BioLife now has 3 years to reach a stronger financial state, even though it does not need that much time. As part of the debt restructuring, BioLife has issued 2 million warrants to its debtholders, bringing its total amount of outstanding warrants to 7,718,750. The warrants have expiration dates between November 2013 and November 2017. No warrants have been exercised so far this year, and we think that it is unlikely that the warrants will be fully exercised for at least several years, when BioLife's stock price is higher than it is today (assuming that everything goes according to plan). BioLife has reaffirmed its expectation that it will reach sustainable operating cash flow by the end of 2012 when Q2 earnings were released. BioLife did post positive operating cash flow during the first 6 months of 2012, but there were several items that distorted the company's cash flow of $686,007. The primary item was the contribution of $785,112 from deferred rent. Offsetting that was a $410,854 increase in the company's inventory.

BioLife's inventories rose significantly in its latest quarter, rising from $505,956 to $916,810 (an increase of 81.2%). A steep rise in inventories is often a red flag for investors, because it implies that a company is unable to sell its products to customers, or that it has stuffed the channel in prior quarters, and is paying for it now. However, the composition of that inventory matters much more than the headline number. BioLife's inventory increase was driven by a 104.5% increase in raw materials, and a 2,617.14% in work in progress. The company's stock of finished goods, however, fell by 24.48% from $320,688 to $242,238. BioLife's inventory has risen not because it is unable to sell its products, but because it is readying itself for continued growth in demand for its products.

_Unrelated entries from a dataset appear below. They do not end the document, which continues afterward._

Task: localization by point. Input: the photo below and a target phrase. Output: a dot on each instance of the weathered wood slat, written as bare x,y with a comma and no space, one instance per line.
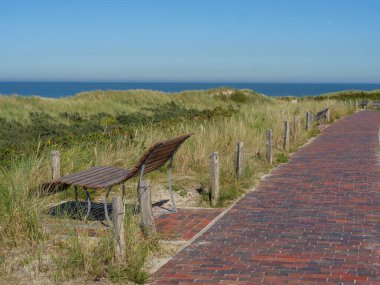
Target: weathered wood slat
90,174
82,172
107,176
104,178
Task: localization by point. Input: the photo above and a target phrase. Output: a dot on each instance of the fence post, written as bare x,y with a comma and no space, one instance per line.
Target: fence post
147,221
214,176
328,115
118,214
297,126
307,121
268,142
239,159
55,164
286,135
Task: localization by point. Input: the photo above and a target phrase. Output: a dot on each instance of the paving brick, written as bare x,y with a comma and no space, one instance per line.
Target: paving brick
315,220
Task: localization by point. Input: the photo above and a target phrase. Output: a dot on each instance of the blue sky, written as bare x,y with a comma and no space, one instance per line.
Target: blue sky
190,40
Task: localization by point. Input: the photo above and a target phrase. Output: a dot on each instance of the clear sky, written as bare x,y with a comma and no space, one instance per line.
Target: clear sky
190,40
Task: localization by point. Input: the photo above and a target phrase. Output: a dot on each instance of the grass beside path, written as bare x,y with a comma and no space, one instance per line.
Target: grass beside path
114,128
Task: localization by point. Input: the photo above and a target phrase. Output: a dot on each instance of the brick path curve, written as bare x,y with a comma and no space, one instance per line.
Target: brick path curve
316,220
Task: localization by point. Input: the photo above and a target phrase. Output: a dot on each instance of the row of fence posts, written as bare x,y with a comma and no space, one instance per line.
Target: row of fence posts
147,222
239,162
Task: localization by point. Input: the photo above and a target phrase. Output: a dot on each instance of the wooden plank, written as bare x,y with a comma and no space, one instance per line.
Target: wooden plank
83,175
82,172
118,214
111,181
95,175
147,221
214,177
104,177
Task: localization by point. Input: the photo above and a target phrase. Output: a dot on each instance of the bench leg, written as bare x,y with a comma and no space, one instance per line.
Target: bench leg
88,205
170,186
107,220
76,200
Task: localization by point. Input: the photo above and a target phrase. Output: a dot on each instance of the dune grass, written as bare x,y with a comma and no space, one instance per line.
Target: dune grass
115,128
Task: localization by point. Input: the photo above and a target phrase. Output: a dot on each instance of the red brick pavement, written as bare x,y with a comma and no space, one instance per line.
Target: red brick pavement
185,224
316,220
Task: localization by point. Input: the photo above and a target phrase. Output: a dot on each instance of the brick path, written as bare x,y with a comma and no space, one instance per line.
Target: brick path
185,224
316,220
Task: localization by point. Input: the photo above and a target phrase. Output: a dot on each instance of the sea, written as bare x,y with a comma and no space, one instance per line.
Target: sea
65,89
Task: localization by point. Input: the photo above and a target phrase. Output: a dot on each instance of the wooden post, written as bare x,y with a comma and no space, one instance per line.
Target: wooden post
307,121
55,164
328,115
286,135
214,176
118,214
147,221
239,159
297,126
268,142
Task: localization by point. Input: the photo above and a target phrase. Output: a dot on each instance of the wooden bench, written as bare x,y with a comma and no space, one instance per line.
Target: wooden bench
106,177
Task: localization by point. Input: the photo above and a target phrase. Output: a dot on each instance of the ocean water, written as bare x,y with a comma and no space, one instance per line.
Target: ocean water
63,89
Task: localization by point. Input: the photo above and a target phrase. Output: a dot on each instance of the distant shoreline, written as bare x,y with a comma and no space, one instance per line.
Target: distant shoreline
65,89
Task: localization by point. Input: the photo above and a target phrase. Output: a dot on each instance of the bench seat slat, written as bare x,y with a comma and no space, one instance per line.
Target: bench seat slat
88,175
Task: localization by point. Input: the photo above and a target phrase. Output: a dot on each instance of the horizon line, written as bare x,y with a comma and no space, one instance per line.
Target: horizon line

From what we have seen, BioLife is a risky, but promising company. Its products meet a clear need, and it has inked deals with some of the world's largest life sciences companies. Its revenues are growing at a solid rate, and the company is working to improve its capital structure. The fact that BioLife trades on the OTC does not make it a poor investment, in our view. The company is executing its strategic plan, and the company's debt restructuring has given it several more years to strengthen its balance sheet and cash flows, and we are confident that BioLife's best days are ahead of it. For investors with a tolerance for risk, shares of BioLife Solutions may be just the solution needed to find profits.

Disclosure: I am long COST, EMC, PFF, IAU, LIFE. I wrote this article myself, and it expresses my own opinions. I am not receiving compensation for it (other than from Seeking Alpha). I have no business relationship with any company whose stock is mentioned in this article.

Additional disclosure: We are long shares of LIFE via the First Trust NYSE Arca Biotechnology ETF. We may initiate a long position in BioLife Solutions over the next several trading days.